Employers may need to consider the implications of mandating coverage if participants articulate specific moral objections to receiving such coverage. There are a number of court cases that examine employer obligations to honor reasonable objections to employment policies based on religious grounds. In such situations, the employer should document the objection, and weigh the consequences of enforcing the coverage mandate versus the possibility of defending a religious discrimination claim. (Obtaining legal counsel is advisable.)
Note that ACA’s individual mandate includes an exception shielding the taxpayer from penalty assessment when the person validly asserts a religious objection to holding the coverage.
An employer’s mandatory health insurance participation requirement may inadvertently trigger ERISA’s reporting and disclosure duties. The change to compulsory coverage requires an employer to issue a Summary of Material Modification (“SMM”) on an accelerated basis; an employer would have 60 days from the date the plan change was adopted to distribute an SMM explaining the change. Moreover, the employer will eventually have to add the change to the plan’s Summary Plan Description (SPD).
Of course, under circumstances where the employer is seeking to mandate coverage, notifying the workforce in advance, offering plenty of lead time, and communicating accurate information about the plan changes can only help the employer.

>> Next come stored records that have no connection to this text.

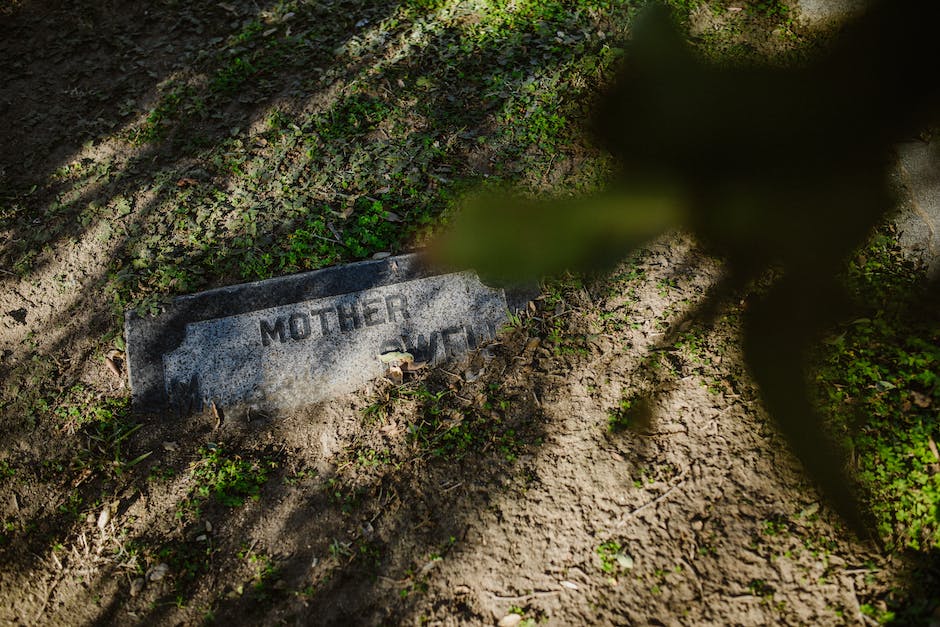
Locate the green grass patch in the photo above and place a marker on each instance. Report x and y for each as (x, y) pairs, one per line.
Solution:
(878, 379)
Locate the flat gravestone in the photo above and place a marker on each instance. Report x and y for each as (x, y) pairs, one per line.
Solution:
(300, 339)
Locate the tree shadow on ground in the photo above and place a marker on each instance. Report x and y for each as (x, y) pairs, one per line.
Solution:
(356, 566)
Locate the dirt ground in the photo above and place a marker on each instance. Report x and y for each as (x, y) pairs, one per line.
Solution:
(501, 491)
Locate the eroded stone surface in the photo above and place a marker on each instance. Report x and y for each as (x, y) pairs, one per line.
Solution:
(829, 12)
(297, 340)
(919, 223)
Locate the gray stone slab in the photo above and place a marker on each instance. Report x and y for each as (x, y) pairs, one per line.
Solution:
(919, 221)
(300, 339)
(822, 13)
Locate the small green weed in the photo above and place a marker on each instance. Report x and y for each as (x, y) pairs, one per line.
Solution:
(613, 557)
(228, 478)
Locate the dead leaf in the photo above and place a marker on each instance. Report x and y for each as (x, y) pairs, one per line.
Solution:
(112, 367)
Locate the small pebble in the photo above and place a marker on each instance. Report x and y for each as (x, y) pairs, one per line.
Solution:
(158, 572)
(509, 620)
(137, 586)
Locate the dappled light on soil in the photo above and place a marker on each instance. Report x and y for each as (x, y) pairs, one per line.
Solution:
(607, 460)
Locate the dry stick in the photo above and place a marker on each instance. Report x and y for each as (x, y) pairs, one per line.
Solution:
(45, 603)
(534, 595)
(658, 499)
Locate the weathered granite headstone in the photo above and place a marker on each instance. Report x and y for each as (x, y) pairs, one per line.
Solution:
(303, 338)
(919, 220)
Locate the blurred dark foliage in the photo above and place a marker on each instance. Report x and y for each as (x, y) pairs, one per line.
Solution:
(769, 167)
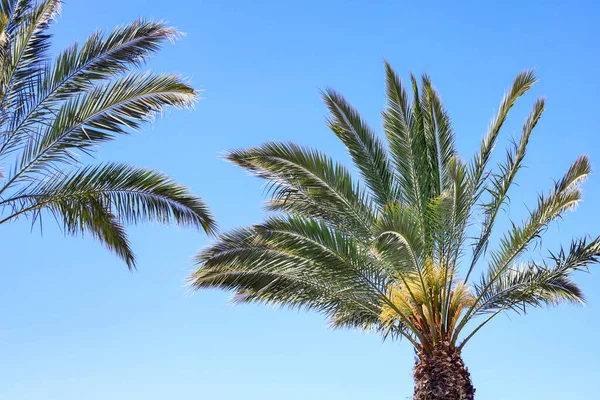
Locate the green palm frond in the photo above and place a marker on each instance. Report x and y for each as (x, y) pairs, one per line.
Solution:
(54, 112)
(389, 257)
(110, 195)
(522, 83)
(501, 182)
(365, 148)
(307, 182)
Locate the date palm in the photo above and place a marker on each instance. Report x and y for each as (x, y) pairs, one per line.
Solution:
(394, 251)
(54, 113)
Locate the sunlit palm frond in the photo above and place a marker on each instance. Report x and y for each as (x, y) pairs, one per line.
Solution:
(502, 181)
(365, 148)
(111, 194)
(308, 182)
(55, 113)
(390, 260)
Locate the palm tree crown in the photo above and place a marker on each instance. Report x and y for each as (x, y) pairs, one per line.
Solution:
(392, 252)
(53, 112)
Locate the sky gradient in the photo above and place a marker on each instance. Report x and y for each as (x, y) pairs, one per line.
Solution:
(75, 324)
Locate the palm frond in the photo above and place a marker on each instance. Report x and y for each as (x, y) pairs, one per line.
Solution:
(365, 148)
(78, 69)
(98, 116)
(307, 182)
(522, 83)
(502, 181)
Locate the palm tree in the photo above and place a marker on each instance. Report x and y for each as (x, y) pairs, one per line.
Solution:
(394, 251)
(53, 114)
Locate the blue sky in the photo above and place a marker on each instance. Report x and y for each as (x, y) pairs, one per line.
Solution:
(75, 324)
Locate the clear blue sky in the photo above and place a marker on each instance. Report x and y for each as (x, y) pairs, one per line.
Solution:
(75, 324)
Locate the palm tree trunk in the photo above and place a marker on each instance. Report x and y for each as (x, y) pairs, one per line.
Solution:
(441, 375)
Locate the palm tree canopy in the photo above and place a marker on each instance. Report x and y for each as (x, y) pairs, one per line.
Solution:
(54, 112)
(393, 251)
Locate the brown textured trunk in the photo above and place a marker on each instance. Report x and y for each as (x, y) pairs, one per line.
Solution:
(441, 375)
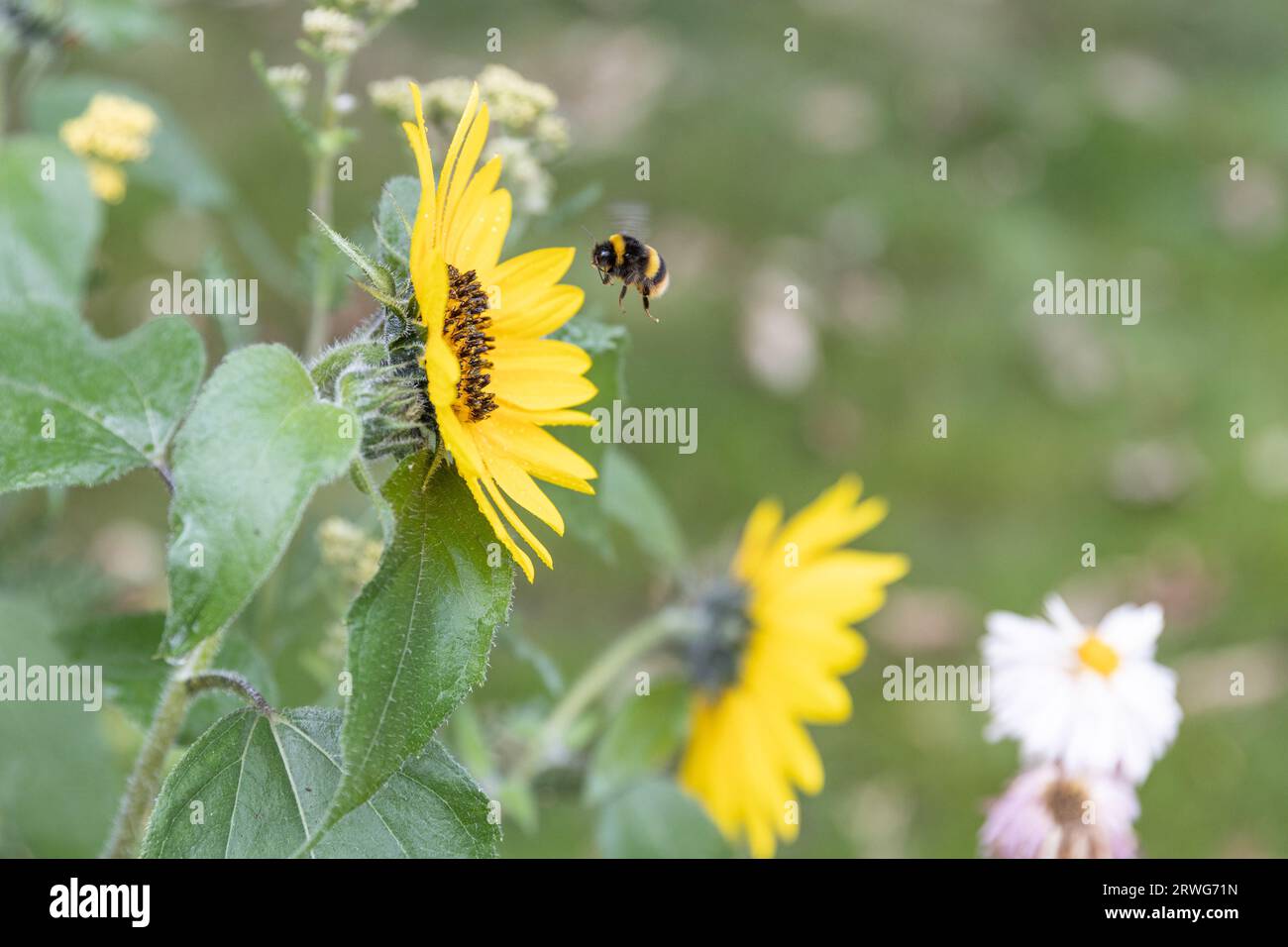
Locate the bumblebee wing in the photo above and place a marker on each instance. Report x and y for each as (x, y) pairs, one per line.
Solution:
(631, 218)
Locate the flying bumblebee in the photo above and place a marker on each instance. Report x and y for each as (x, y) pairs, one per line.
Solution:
(635, 263)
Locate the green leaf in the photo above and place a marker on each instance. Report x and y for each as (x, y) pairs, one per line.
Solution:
(240, 655)
(263, 784)
(58, 780)
(246, 462)
(394, 214)
(76, 410)
(420, 631)
(378, 275)
(640, 741)
(48, 228)
(630, 499)
(656, 819)
(124, 646)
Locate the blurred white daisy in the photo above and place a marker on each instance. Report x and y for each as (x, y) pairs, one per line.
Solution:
(1047, 813)
(1093, 698)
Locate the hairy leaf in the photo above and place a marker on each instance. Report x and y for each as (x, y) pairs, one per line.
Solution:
(640, 740)
(656, 819)
(256, 447)
(257, 787)
(50, 223)
(76, 410)
(420, 631)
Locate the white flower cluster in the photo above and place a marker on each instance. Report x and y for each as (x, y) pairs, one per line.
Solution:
(1093, 711)
(377, 9)
(335, 33)
(527, 134)
(393, 95)
(290, 82)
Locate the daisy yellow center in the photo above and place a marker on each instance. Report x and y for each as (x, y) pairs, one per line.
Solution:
(715, 655)
(1098, 656)
(465, 326)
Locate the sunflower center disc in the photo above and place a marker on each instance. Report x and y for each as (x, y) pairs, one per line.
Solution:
(465, 326)
(715, 655)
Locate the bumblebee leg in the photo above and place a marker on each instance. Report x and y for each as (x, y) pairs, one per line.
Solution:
(647, 311)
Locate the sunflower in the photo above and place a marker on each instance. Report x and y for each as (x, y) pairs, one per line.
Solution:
(769, 660)
(494, 381)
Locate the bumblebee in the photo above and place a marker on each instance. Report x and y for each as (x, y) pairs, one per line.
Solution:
(632, 262)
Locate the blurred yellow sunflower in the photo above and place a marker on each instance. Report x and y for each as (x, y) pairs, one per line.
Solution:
(774, 644)
(493, 379)
(112, 131)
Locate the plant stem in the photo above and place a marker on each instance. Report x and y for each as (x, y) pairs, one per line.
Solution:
(141, 791)
(665, 625)
(231, 682)
(322, 200)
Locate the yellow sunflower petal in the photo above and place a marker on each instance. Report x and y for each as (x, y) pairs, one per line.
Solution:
(836, 575)
(793, 748)
(513, 518)
(536, 451)
(756, 536)
(549, 355)
(539, 389)
(423, 227)
(536, 315)
(463, 155)
(561, 416)
(481, 236)
(840, 648)
(498, 527)
(833, 519)
(802, 684)
(524, 491)
(528, 274)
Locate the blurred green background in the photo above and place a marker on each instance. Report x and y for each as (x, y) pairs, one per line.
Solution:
(810, 169)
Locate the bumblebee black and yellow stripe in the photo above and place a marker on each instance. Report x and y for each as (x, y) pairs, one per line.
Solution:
(656, 273)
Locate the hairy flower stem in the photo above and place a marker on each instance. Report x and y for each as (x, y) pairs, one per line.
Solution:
(141, 791)
(325, 153)
(668, 624)
(231, 682)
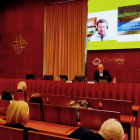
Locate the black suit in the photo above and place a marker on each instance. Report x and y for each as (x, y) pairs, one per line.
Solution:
(105, 73)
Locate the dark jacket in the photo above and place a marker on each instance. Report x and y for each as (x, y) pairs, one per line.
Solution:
(85, 134)
(26, 129)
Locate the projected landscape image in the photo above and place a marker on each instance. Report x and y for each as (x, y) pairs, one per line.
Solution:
(129, 20)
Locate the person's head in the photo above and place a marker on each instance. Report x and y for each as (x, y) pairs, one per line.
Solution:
(111, 129)
(7, 94)
(36, 98)
(22, 86)
(102, 26)
(100, 68)
(17, 113)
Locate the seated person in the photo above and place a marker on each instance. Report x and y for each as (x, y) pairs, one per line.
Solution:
(111, 129)
(101, 72)
(7, 94)
(37, 98)
(17, 116)
(22, 87)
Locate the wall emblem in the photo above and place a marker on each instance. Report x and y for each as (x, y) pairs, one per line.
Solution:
(96, 61)
(19, 44)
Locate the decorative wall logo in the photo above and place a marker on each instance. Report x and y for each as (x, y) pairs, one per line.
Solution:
(96, 61)
(19, 44)
(108, 61)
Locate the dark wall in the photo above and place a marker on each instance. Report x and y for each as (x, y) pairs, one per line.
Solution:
(25, 18)
(122, 64)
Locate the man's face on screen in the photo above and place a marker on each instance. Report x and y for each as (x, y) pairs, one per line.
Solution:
(102, 28)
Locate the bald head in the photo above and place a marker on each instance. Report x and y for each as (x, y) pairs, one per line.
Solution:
(111, 129)
(100, 68)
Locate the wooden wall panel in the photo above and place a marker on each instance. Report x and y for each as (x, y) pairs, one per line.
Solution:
(24, 17)
(122, 64)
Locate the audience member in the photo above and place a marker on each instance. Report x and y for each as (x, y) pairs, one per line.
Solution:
(101, 72)
(111, 129)
(7, 94)
(22, 87)
(36, 98)
(17, 116)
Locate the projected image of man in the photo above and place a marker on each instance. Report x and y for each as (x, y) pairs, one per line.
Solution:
(101, 33)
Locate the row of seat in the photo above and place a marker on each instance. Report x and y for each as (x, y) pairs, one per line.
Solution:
(91, 118)
(119, 91)
(8, 133)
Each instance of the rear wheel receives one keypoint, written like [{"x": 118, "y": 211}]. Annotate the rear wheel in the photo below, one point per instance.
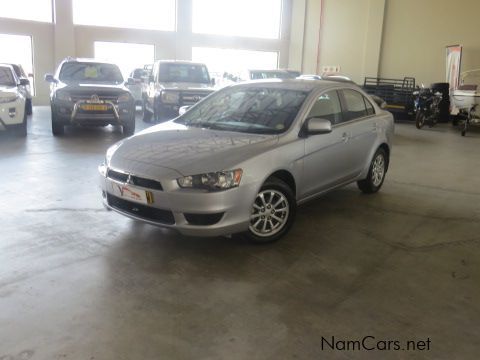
[
  {"x": 376, "y": 173},
  {"x": 273, "y": 212},
  {"x": 28, "y": 106},
  {"x": 147, "y": 115},
  {"x": 22, "y": 128},
  {"x": 420, "y": 119}
]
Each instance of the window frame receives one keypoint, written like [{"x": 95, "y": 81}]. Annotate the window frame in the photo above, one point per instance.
[{"x": 345, "y": 106}]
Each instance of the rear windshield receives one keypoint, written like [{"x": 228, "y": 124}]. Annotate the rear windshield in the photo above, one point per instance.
[
  {"x": 184, "y": 73},
  {"x": 91, "y": 72},
  {"x": 6, "y": 77}
]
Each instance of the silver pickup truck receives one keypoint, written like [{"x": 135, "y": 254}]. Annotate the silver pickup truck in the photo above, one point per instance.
[{"x": 174, "y": 84}]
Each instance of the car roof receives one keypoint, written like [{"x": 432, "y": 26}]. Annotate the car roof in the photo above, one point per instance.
[
  {"x": 180, "y": 62},
  {"x": 87, "y": 60},
  {"x": 298, "y": 84}
]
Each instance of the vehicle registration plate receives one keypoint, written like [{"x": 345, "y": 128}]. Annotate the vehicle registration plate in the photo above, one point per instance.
[
  {"x": 94, "y": 107},
  {"x": 129, "y": 192}
]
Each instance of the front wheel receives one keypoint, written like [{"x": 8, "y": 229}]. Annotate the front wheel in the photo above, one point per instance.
[
  {"x": 376, "y": 173},
  {"x": 420, "y": 119},
  {"x": 128, "y": 128},
  {"x": 273, "y": 212}
]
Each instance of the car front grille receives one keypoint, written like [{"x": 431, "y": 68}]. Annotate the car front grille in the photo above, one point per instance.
[
  {"x": 88, "y": 96},
  {"x": 134, "y": 180},
  {"x": 141, "y": 211}
]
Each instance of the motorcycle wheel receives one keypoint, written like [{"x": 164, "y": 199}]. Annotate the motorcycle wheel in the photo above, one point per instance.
[{"x": 419, "y": 120}]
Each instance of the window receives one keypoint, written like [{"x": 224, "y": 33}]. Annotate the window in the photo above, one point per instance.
[
  {"x": 250, "y": 18},
  {"x": 327, "y": 107},
  {"x": 35, "y": 10},
  {"x": 368, "y": 104},
  {"x": 126, "y": 55},
  {"x": 90, "y": 72},
  {"x": 6, "y": 77},
  {"x": 355, "y": 104},
  {"x": 19, "y": 53},
  {"x": 231, "y": 64},
  {"x": 183, "y": 73},
  {"x": 141, "y": 14}
]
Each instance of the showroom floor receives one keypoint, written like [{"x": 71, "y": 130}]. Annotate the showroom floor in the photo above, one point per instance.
[{"x": 78, "y": 282}]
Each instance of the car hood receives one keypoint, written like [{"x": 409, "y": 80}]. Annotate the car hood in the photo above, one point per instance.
[
  {"x": 189, "y": 150},
  {"x": 187, "y": 86}
]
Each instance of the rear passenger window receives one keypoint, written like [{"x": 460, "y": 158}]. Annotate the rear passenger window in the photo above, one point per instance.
[
  {"x": 327, "y": 107},
  {"x": 355, "y": 104},
  {"x": 370, "y": 109}
]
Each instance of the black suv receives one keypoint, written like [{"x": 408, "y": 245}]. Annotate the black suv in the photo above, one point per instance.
[
  {"x": 89, "y": 92},
  {"x": 174, "y": 84}
]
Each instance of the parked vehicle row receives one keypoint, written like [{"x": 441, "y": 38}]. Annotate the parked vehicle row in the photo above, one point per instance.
[{"x": 13, "y": 101}]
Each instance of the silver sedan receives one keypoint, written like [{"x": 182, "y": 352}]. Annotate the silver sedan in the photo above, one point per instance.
[{"x": 241, "y": 160}]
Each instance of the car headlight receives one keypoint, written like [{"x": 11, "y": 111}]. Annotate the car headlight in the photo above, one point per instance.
[
  {"x": 221, "y": 180},
  {"x": 12, "y": 98},
  {"x": 170, "y": 97},
  {"x": 63, "y": 95},
  {"x": 124, "y": 98}
]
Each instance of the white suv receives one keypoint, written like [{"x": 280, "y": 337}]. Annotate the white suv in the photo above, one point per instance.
[{"x": 13, "y": 114}]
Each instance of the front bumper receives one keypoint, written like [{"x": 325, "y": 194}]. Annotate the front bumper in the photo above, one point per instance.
[
  {"x": 12, "y": 113},
  {"x": 227, "y": 212},
  {"x": 72, "y": 113}
]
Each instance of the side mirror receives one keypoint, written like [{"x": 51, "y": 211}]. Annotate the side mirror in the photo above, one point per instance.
[
  {"x": 183, "y": 109},
  {"x": 49, "y": 78},
  {"x": 24, "y": 82},
  {"x": 316, "y": 125}
]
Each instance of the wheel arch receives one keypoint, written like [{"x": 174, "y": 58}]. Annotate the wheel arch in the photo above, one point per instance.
[{"x": 286, "y": 176}]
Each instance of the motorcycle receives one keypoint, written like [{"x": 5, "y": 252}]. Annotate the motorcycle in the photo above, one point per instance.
[{"x": 426, "y": 105}]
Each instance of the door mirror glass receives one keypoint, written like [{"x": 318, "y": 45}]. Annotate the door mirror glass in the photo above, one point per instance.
[
  {"x": 24, "y": 82},
  {"x": 183, "y": 109},
  {"x": 49, "y": 78},
  {"x": 316, "y": 125}
]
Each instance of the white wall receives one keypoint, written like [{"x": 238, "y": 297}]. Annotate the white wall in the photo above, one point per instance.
[{"x": 53, "y": 42}]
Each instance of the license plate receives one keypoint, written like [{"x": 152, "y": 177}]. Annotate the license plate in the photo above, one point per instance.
[
  {"x": 129, "y": 192},
  {"x": 94, "y": 107}
]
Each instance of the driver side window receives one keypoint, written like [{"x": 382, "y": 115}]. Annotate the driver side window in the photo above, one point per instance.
[{"x": 327, "y": 107}]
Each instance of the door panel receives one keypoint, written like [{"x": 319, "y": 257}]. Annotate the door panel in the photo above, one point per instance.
[{"x": 326, "y": 154}]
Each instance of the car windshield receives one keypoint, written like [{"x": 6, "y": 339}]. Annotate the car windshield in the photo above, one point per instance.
[
  {"x": 184, "y": 73},
  {"x": 6, "y": 77},
  {"x": 258, "y": 74},
  {"x": 260, "y": 110},
  {"x": 91, "y": 72}
]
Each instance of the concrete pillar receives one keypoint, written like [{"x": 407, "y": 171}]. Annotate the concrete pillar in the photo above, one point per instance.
[{"x": 64, "y": 33}]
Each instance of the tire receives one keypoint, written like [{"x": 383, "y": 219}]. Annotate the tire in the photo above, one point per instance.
[
  {"x": 129, "y": 127},
  {"x": 22, "y": 128},
  {"x": 57, "y": 128},
  {"x": 376, "y": 173},
  {"x": 278, "y": 195},
  {"x": 28, "y": 107},
  {"x": 420, "y": 119}
]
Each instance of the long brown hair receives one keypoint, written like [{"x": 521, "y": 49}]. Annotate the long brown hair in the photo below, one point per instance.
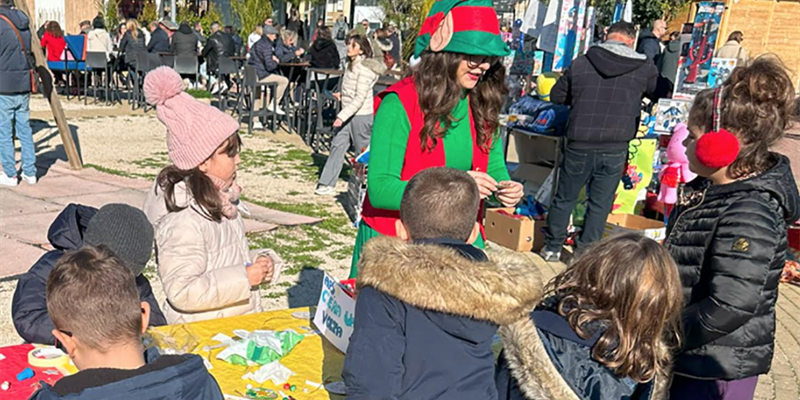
[
  {"x": 630, "y": 284},
  {"x": 200, "y": 186},
  {"x": 439, "y": 93},
  {"x": 756, "y": 107}
]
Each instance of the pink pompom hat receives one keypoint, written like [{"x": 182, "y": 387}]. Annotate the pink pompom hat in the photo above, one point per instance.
[{"x": 194, "y": 129}]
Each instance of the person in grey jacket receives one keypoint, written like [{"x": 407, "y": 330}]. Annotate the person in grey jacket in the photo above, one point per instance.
[
  {"x": 15, "y": 94},
  {"x": 668, "y": 63},
  {"x": 355, "y": 118}
]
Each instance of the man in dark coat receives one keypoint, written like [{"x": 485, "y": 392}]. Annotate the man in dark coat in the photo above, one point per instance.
[
  {"x": 650, "y": 40},
  {"x": 159, "y": 40},
  {"x": 184, "y": 41},
  {"x": 604, "y": 89},
  {"x": 432, "y": 338},
  {"x": 219, "y": 45},
  {"x": 122, "y": 228},
  {"x": 15, "y": 94}
]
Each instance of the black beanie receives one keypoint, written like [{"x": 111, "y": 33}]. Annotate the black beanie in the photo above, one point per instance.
[{"x": 126, "y": 231}]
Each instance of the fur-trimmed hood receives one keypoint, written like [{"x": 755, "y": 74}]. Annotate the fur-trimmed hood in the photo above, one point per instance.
[
  {"x": 535, "y": 373},
  {"x": 437, "y": 278}
]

Many organizations opt for a simple memorandum outlining the changes and highlighting the timing involved with transitioning the plan to a mandatory coverage rule, and adding specific consensual wording to the enrollment form above the employee’s signature block.
Mandatory health plan participation demonstrates how a variety of different applicable laws must be taken into account when considering plan design changes. And even beyond compliance with a hodge-podge of such laws, plan sponsors will also want to consider other factors, including labor relations and employee morale issues that may stem from any significant plan redesign.